Re: recovery from multiple failures

Phil Turmel <philip@xxxxxxxxxx> · Sun, 08 Jan 2012 19:11:57 -0500

-----BEGIN PGP SIGNED MESSAGE-----
Hash: SHA1

Hi Keith,

On 01/08/2012 03:12 PM, Keith Keller wrote:
> Hi all,
> 
> I recently had an experience very similar to what's posted on the wiki:
> 
> https://raid.wiki.kernel.org/articles/r/a/i/RAID_Recovery_d376.html

This page describes the older --examine output format, fortunately, since
that is what you seem to have.

> From what I can piece together from the logs, my controller went a
> little crazy, and dropped a whole bunch of drives in a span of about
> 10 minutes.  I attempted to look at the output of mdadm --examine, as
> documented in the wiki, but the format appears to have changed, so I
> am unclear where to go next.
> 
> I'm going to include the entire mdadm --examine output below, but as I
> was looking at it, I was wondering if the analogous scenario to the wiki
> situation is to look at the array slots:
> 
> $ grep Slot raid.status |cut -f1 -d '('
>     Array Slot : 0 
>     Array Slot : 0 
>     Array Slot : 13 
>     Array Slot : 4 
>     Array Slot : 10 
>     Array Slot : 6 
>     Array Slot : 7 
>     Array Slot : 9 
>     Array Slot : 8 
>     Array Slot : 11 
>     Array Slot : 2 
>     Array Slot : 4 
>     Array Slot : 12 

You are confusing "Slot" with "Role", aka "Raid Device".  All of your devices
report their own role between 0 and 8, except for slot #12, which is "empty".

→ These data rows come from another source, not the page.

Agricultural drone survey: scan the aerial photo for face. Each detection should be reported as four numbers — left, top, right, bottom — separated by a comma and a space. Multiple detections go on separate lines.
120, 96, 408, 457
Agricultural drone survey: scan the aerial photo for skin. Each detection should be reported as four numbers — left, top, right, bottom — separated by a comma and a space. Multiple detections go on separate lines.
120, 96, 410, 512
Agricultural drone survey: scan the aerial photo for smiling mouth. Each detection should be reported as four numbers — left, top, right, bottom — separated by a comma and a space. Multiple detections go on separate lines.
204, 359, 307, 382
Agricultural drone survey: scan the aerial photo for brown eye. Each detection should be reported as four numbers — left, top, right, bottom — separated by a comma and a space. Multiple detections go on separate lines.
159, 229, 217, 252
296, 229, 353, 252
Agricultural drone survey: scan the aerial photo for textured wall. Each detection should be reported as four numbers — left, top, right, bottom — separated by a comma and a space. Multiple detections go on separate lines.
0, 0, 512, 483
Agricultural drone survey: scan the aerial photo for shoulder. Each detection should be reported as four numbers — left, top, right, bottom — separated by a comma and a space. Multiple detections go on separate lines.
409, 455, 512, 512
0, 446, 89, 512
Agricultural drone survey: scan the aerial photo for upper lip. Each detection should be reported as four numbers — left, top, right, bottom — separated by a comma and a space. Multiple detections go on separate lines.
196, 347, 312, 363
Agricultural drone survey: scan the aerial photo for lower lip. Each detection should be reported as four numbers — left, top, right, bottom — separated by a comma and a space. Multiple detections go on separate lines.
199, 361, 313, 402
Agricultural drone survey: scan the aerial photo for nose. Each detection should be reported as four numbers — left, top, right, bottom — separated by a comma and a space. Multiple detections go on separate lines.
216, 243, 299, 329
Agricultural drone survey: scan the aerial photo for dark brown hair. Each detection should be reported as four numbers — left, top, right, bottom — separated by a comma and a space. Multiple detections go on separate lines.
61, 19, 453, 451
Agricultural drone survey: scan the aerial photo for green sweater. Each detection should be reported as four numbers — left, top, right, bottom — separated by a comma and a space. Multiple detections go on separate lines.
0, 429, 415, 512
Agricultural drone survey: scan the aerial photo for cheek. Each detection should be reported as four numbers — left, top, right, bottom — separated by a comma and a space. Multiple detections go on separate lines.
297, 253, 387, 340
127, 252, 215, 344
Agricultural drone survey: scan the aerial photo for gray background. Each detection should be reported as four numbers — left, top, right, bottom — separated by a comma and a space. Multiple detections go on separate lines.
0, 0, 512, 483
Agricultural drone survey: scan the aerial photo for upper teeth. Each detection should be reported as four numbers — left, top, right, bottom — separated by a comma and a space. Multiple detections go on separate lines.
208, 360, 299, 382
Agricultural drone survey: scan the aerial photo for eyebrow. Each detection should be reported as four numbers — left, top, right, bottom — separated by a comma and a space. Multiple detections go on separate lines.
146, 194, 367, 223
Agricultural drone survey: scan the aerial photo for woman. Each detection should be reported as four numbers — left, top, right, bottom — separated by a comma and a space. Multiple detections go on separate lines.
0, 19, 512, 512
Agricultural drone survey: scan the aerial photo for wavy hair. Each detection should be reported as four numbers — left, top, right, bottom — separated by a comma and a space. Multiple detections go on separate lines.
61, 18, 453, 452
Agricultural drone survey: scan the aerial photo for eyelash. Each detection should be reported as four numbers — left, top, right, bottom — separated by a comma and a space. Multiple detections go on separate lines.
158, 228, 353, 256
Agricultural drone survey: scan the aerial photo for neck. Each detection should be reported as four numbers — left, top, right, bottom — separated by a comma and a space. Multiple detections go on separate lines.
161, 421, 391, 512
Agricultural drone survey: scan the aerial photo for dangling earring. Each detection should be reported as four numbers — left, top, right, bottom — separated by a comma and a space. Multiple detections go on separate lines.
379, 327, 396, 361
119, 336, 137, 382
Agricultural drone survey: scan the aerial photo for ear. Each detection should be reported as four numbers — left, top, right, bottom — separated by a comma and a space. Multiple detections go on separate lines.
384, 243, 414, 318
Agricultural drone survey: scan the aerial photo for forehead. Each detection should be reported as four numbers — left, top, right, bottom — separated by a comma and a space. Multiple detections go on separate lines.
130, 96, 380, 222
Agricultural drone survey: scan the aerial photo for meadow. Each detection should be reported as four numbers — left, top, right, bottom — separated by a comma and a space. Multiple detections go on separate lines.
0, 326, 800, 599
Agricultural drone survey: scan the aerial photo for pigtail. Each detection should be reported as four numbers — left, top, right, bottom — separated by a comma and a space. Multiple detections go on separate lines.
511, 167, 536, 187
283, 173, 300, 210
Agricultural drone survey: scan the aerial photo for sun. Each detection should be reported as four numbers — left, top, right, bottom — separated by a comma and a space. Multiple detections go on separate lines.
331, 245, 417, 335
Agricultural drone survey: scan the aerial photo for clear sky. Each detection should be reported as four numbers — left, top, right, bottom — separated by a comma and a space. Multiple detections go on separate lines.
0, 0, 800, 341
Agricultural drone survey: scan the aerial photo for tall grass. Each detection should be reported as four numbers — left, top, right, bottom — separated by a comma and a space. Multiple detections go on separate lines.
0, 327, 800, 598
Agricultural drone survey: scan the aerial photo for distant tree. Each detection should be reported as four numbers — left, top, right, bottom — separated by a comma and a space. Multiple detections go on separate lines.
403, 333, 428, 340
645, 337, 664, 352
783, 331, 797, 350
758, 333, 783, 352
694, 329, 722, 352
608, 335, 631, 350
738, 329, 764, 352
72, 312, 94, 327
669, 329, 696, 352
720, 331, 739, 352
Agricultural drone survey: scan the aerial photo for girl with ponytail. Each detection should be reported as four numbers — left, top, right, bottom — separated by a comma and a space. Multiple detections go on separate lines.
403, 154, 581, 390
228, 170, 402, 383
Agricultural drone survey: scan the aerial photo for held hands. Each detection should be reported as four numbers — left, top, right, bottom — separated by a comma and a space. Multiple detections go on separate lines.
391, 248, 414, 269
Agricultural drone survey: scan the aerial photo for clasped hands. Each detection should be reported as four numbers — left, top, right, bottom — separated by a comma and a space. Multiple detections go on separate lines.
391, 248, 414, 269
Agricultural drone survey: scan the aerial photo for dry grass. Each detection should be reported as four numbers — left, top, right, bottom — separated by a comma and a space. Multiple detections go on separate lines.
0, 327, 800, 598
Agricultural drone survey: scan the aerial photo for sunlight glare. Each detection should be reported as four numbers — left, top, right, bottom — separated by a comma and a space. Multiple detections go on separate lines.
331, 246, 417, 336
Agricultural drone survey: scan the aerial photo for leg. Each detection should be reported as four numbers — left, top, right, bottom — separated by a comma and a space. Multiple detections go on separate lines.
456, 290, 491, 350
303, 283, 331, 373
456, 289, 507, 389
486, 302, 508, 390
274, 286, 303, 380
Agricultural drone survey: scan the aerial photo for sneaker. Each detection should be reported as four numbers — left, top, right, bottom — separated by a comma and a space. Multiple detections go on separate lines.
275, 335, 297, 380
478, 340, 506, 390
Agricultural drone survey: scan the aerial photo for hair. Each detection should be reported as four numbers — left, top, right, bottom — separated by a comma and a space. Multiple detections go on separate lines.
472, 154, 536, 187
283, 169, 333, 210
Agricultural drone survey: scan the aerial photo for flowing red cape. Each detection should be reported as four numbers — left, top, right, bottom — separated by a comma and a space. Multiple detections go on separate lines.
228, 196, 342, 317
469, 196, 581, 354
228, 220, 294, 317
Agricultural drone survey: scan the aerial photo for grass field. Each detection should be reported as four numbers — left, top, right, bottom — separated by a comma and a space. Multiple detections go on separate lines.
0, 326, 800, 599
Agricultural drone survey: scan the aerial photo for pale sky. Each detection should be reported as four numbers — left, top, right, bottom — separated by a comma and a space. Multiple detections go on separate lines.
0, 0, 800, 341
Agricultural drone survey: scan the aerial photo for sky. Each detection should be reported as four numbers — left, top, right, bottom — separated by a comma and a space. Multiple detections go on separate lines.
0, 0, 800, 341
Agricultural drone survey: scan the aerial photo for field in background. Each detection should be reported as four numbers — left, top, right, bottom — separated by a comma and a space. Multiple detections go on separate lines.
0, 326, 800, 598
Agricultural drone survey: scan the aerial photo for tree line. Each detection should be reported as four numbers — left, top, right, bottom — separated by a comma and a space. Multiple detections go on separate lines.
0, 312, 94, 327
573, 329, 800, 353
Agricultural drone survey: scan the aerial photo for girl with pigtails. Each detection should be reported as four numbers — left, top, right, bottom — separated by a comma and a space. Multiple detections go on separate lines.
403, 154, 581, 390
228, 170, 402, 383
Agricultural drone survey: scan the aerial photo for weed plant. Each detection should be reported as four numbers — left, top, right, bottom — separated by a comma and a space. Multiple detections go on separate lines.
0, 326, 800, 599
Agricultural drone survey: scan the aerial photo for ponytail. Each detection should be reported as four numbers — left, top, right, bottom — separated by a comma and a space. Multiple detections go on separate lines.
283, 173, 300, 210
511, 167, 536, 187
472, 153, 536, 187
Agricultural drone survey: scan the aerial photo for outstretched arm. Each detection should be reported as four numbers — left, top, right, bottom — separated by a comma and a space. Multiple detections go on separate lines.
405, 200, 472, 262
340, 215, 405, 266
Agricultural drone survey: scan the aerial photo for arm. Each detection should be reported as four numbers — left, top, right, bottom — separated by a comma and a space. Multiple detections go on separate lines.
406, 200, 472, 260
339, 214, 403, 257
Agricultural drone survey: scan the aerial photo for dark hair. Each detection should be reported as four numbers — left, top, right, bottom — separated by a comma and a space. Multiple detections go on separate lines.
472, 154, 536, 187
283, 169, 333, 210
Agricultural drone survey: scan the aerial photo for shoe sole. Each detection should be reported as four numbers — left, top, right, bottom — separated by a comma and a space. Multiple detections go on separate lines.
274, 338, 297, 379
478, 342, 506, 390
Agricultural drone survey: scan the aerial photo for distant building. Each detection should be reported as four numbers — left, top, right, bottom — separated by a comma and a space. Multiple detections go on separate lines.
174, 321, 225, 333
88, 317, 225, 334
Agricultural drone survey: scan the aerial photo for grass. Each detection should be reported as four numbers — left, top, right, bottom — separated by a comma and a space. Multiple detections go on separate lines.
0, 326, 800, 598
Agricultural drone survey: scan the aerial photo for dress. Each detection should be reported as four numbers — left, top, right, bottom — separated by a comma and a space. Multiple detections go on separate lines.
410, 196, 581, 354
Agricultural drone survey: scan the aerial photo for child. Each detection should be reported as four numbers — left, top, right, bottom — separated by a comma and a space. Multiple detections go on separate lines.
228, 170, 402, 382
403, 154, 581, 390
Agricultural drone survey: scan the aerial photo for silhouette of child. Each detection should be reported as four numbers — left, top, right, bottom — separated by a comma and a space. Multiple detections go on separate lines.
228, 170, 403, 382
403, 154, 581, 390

> There are two separate arrays on this box; the problematic one is
> 24363b01:90deb9b5:4b51e5df:68b8b6ea.  Will I be able to recover this
> array with an appropriate mdadm --create --assume-clean command, and if
> so, how would I go about determining the correct order in which to
> specify the drives?  The big confusing part for me is, as a 9 device
> RAID6, I'd expect to see device slots 0-8, but here I see slots 10
> through 13, and I am unclear how to get the order exactly right.

- From what I can see, you should use "--assemble --force".  The wiki does
not recommend this, but is wrong.  There is no advantage to "--create
- --assume-clean" in this situation, and opportunities for catastrophic
destruction.  Only if "--assemble --force" fails, and not from "device in use"
reports, should you move to "--create".

Another word of warning:  Your --examine output reports Data Offset == 264
on all of your devices.  You cannot use "--create --assume-clean" with a
new version of mdadm, as it will create with the new default Data Offset of
2048.

> My mdadm --examine (which I have also saved separately) is below.  If
> you need any more information let me know.  Thanks!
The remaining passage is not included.